Wednesday, July 29, 2015

Perpetually Almost Done

Whenever anyone has asked about Shattered Throne in the last year, my answer has been "almost done, about a month away".  At least I get points for consistency, if not accuracy.  I started the current iteration of Shattered Throne about 3 years ago.  It spent half that time as an XNA game, and the other half living in Unity.  Truthfully though I have been thinking, and working on this game in some form or fashion since I had the initial simple idea of "Fantasy Advanced Wars" about 10 years ago.  It has taken many different turns and evolution since, as well as having been partially coded in a variety of languages and platforms.

I am not sure how Dark Delve beat it to the honors as being the first game I ever finished, it could be the legacy of ideas and hopes that causes Shattered Throne to cast such a long shadow and present such a formidable challenge to climb.  Perhaps I can place the reason on my own deluded sense of time.  After all, I had tried writing Shattered Throne already, and knew it to be a large project, despite the simple premise.  Dark Delve however, I could knock that idea out in about a month or two...  It would seem that when I say month, I really mean year.

It has been a rocky cycle of burn out and invigoration.  As I do game programming in my spare time, my rule has always been to work on this hobby 1 hour each day, and that has served me well, though sometimes I get too excited, pour myself into a frenzy of activity and burn out, shelving it wholesale for a month or more.  This recently manifested in my attempt to get a major milestone completed.  A fully developed and playable campaign, and async multiplayer.  I always felt that Shattered Throne was a good fit to play Asynchronously, but it was a bit of a pipe dream.  It came together surprisingly well, a topic I would like to detail in a future set of posts.  In fact, deciding on the story line for the campaign took much longer and had a much larger number of revisions.  I do fear how it will hold up under live conditions, and having to support it.

But that spurt of activity took its toll, I experienced probably my longest period of inactivity, nearly 6 months I reckon, and I do like to reckon me some.  It was a few months ago (real months, not Mark months), I was over at a friends house for a game day, and my friend pointed his young son towards me, to give me a report of a bug he found on the second campaign map.  He was very insistent that it was broken and had to be fixed.  That turned out to be the catalyst to break me out of the deep rut I had been in.

Another queer side effect of finding your energy again, is that the the scope of the project inevitably grows.  In this case, several axed features made it back into the game: Naval Units and Settlement Upgrades.  This of course pushes the time frame even further, but the extra energy and excitement it brings me inevitably gives me a bigger head of steam to keep at work.

So here I am, in what I think is a few weeks until launching this game up on Steam Greenlight.  Weeks, certainly better than a month, but not sure what the actual translated value is on this one.

Also commissioned some new art, including this amazing angel for the title graphic.


Marte said...

It's good to read some updates!
I'm as always be ready as beta tester, send me an email, I'm glad to help! :D

About updates.. I'm currently in same period: some projects, months of doing-nothing, burning periods.. it's a hobby :D

Harvicus said...

Thanks Marte, seems this is a common trend among those of us which take up this hobby.
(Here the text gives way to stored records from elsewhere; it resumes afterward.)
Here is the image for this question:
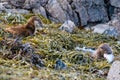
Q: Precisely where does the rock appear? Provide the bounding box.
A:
[107,61,120,80]
[32,6,47,18]
[46,0,66,22]
[110,0,120,8]
[24,0,41,9]
[0,3,6,12]
[6,9,30,14]
[46,0,79,24]
[92,24,114,34]
[72,0,109,26]
[76,6,88,26]
[40,0,49,6]
[59,20,75,33]
[8,0,25,8]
The key of course is coming back to the same project after a down period. Thanks for the beta test offer, I am hoping to have a new about a month (really hope that is a just an actual month). I need to teach the AI how to use the new features I added, which is going to be the toughest part, especially how to use transports.
Before I allowed myself to add such into the game I forced myself to write out how to solve that particular bit of logic, hope my back of the napkin notes do the trick.